In reply to Ding’s question:

“Something I’d be curious about is how well natural RNA sequences score in lab – have they done any comparisons with similarly sized known RNA sequences?”

I’m enclosing plots of the SHAPE reactivity for two RNAs with known crystal structure, the P4-P6 domain of the Tetrahymena ribozyme and an adenine-sensing riboswitch. You can find the known 3D structures here and here. They get eterna scores of 89 and 98 respectively. For some other RNAs (not shown), we get EteRNA scores ranging from ~83 up to 98.

These are both widely studied ‘model systems’ in RNA folding. The lines mark the min/threshold/max values that are automatically set in getting the EteRNA score, and the red curve marks which positions should be unpaired or paired given the known crystal structure. Green x’s mark positions where the data aren’t within the range considered good in EteRNA scoring. Most of these spots correspond positions at the very edges of helices, and some correspond to positions that are ‘unpaired’ in secondary structure but actually form noncanonical (‘tertiary’) base pairs in the full 3D fold of the RNA.

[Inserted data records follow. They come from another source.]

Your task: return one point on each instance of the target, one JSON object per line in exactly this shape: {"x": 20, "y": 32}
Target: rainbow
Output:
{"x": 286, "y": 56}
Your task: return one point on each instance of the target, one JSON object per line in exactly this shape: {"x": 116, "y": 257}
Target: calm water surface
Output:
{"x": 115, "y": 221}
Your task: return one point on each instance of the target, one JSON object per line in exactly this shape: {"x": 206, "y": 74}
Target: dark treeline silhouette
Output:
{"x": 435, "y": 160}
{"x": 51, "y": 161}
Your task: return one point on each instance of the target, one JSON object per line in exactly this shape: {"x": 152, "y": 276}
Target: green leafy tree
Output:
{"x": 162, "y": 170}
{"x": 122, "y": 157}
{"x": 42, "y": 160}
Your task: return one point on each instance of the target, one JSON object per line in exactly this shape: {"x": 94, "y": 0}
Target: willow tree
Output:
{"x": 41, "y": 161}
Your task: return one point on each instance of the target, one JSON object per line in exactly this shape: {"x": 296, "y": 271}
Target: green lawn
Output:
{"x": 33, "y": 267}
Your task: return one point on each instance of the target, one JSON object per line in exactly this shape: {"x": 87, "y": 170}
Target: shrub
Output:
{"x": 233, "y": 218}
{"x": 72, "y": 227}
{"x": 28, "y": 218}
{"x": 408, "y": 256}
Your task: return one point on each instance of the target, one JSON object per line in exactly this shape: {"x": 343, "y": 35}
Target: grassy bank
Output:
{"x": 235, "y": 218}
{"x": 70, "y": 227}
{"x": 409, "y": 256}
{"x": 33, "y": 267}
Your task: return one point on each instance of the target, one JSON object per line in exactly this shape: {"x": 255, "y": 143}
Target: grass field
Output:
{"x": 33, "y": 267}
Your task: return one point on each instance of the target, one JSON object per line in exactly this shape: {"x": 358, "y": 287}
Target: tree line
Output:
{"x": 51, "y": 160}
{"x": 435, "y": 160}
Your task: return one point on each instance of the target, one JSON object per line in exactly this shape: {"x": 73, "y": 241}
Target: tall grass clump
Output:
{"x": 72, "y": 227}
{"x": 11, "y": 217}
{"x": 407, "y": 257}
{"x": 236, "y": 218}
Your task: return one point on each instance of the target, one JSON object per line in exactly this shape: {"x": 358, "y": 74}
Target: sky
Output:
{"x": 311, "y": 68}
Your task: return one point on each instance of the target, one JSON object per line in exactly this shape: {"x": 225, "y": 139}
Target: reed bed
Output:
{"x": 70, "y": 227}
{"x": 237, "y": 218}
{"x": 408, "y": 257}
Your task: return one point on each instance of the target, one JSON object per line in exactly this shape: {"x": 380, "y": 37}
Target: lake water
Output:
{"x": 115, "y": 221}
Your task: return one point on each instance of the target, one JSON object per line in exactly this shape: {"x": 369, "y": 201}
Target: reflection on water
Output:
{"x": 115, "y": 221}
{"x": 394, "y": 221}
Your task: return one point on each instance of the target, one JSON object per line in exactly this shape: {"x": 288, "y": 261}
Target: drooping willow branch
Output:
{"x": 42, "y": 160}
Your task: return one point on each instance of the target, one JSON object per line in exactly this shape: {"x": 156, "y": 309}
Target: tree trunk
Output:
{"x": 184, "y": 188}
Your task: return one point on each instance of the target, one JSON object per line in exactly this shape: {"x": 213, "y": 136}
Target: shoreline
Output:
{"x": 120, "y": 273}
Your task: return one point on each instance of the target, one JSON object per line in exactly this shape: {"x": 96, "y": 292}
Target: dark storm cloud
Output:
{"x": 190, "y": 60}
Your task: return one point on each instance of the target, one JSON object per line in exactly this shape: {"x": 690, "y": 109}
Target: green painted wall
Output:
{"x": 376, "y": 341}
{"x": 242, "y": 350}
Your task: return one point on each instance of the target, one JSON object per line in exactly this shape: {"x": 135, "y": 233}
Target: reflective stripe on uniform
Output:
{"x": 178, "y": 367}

It would be wonderful for us to find an experimental way to take these natural RNAs of known fold and get EteRNA scores of 100 when we get the experimental data; and to take incorrect folds and assign them bad scores. The problem right now is that the empirical SHAPE-based ‘calls’ on whether a residue is paired or unpaired is great, but can get thrown off by fluctuations at the edges of helices or by noncanonical interactions. That means that some of your designs may fold up ‘correctly’ in the test tube, but the SHAPE data miscalls them as incorrect – for example, the loops look ‘protected’ to SHAPE but are actually just fine. Unfortunately we have no quick empirical way to verify this; my lab is developing better methods (see the 2D mapping paper on our lab website ), but these require more resources, and we can only apply them to a few designs per year. So for the weekly EteRNA cycle, we are asking players to meet a ‘higher standard’ where the SHAPE data needs to be as perfect as possible. We’re trying to work on more sensitive and accurate ways to validate or falsify designs. For now if you get ~83 or above you might be right – work hard to get above 96!